Ma la lotta su questo terreno è di per sé difficile, a maggior ragione quando la crisi capitalista costringe anche gli altri borghesi a lottare, tutelati questa volta dallo Stato centrale, per evitare che il plusvalore che ritengono spetti a loro gli venga sottratto. È a questo punto che la lotta entra in una fase di aperta rivalità politica: l’unico intento della borghesia catalana è stato quello di cambiare le leggi fiscali a suo favore, ottenendo un accordo economico più vantaggioso con lo Stato centrale... Persa questa battaglia proprio in nome della legalità, entra in gioco la lotta contro tale legalità. È per questo che la lotta per l'indipendenza della Catalogna serve solo a mascherare lo scontro tra pirati per una migliore spartizione del bottino. Naturalmente non tutta la borghesia catalana partecipa a queste velleità separatiste (una borghesia che è sempre stata il motore di tutta la borghesia spagnola, che ha bisogno del mercato nazionale come principale piazza per vendere le sue merci, che ha bisogno della protezione dello Stato centrale per la sua lotta contro le borghesie degli altri paesi ecc.). Infatti, via via che il cosiddetto processo  avanzava, buona parte di questa borghesia, in particolare della grande borghesia, strettamente legata alla Spagna da vincoli commerciali indissolubili, la borghesia che controlla le grandi istituzioni finanziarie come la CaixaBank, le grandi società di elettricità come Gas Natural, le grandi compagnie di assicurazione come Catalana Occidente, inclusa la Confindustria catalana, Fomento del Trabajo ... hanno preso le distanze da quel processo. 

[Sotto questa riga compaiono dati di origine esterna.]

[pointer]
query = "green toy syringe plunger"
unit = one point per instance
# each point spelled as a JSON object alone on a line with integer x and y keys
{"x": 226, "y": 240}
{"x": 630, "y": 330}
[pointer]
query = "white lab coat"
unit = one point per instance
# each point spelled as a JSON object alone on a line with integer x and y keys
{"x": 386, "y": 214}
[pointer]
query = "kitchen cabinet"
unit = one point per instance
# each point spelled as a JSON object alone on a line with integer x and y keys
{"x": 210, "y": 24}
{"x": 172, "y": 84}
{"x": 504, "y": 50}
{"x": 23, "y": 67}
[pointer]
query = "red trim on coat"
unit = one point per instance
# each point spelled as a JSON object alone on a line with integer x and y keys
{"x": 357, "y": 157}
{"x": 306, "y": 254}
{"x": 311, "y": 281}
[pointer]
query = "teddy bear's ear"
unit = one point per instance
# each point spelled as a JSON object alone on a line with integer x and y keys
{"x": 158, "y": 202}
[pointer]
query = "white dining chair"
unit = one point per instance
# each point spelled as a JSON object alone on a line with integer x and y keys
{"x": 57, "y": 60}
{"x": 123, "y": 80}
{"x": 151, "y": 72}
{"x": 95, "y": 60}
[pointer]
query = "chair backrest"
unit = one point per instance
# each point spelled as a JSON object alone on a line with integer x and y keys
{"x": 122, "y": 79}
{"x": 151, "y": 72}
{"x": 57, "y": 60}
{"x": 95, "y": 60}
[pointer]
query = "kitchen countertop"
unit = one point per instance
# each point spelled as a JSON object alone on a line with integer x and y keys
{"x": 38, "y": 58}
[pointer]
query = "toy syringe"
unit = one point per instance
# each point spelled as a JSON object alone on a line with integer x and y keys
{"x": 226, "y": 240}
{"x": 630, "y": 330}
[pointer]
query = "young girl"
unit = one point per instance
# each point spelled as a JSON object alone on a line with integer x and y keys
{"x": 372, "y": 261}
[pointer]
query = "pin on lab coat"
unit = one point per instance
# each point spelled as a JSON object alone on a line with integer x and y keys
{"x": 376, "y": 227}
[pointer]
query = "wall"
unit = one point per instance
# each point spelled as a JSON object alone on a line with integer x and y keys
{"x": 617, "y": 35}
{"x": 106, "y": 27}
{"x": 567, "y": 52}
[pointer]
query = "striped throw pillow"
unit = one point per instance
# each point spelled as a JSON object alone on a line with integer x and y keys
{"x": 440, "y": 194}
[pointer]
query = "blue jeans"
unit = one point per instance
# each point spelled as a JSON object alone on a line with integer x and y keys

Il referendum del 1° ottobre, come tutto il processo indipendentista e la dottrina nazionalista, tanto nazionalista catalana quanto nazionalista spagnola, che lo circonda, hanno le loro radici in un conflitto storico tra la borghesia catalana e il resto della borghesia spagnola. Un conflitto basato sulla concorrenza connaturata con il mondo capitalista: la borghesia non smette mai di lottare, prima contro i suoi avversari feudali, poi contro altre borghesie, e sempre contro il proletariato... sono parole incise a fuoco dal Manifesto del Partito Comunista di Marx ed Engels. Nel caso della Catalogna e della Spagna si tratta di un scontro praticamente scritto nei geni dello Stato spagnolo e dello sviluppo del capitalismo in questa regione del mondo, ma che, in ogni caso, ubbidisce alle immutabili leggi che regolano la vita delle classi sociali nella società capitalista. Se oggi si trovano a scontrarsi non solo la tradizionale borghesia dell’Eixample [il centro economico e commerciale di Barcellona] e del quartiere di Salamanca [il quartiere più ricco ed esclusivo di Madrid], ma anche le classi medie, la piccola borghesia, soprattutto catalana, è perché la crisi economica ha portato scompiglio anche in questi strati sociali e quindi vedono nel programma nazionalista la salvezza dai loro problemi: maggiori investimenti pubblici per rilanciare l'economia nazionale catalana di cui sono ulteriori beneficiari, blindatura dei mercati a cui partecipano, riconoscimento del loro stato professionale secondo criteri nazionali ecc. Questa piccola borghesia, probabilmente la più colpita dalla crisi, la più premuta dall’aumento della concorrenza commerciale e quella che meno potrà approfittare della cosiddetta ripresa economica, è diventata, come in altre occasioni, la base sociale dell’indipendentismo, così come nel resto della Spagna ha rappresentato la base sociale per le «Giunte del cambiamento», la rigenerazione democratica ecc.

 

PROLETARI!

Nel referendum in Catalogna del prossimo 1° ottobre non è in gioco l'indipendenza della Catalogna. Se la crisi del capitalismo ha inasprito la lotta di concorrenza economica e commerciale tra la borghesia catalana e quella del resto della Spagna, tra la piccola borghesia legata al mercato catalano e gli altri concorrenti del resto del paese, ha anche fatto risorgere la tensione sociale. Licenziamenti, disoccupazione, tagli, riduzioni salariali... sono stati il pane quotidiano per i proletari della Catalogna, esattamente come per i proletari di Madrid o dell’Andalusia. E, insieme a questi soprusi quotidiani, la borghesia ha sfoderato anche la copertura ideologica che ha il compito di farli passare come accettabili in funzione di un interesse comune tra le classi. E anche a Madrid o a Barcellona ​​questa dottrina dell’interesse comune è la democrazia, la difesa della collaborazione tra le classi, la partecipazione elettorale come unico modo per difendere gli interessi dell’uno o dell'altro ecc.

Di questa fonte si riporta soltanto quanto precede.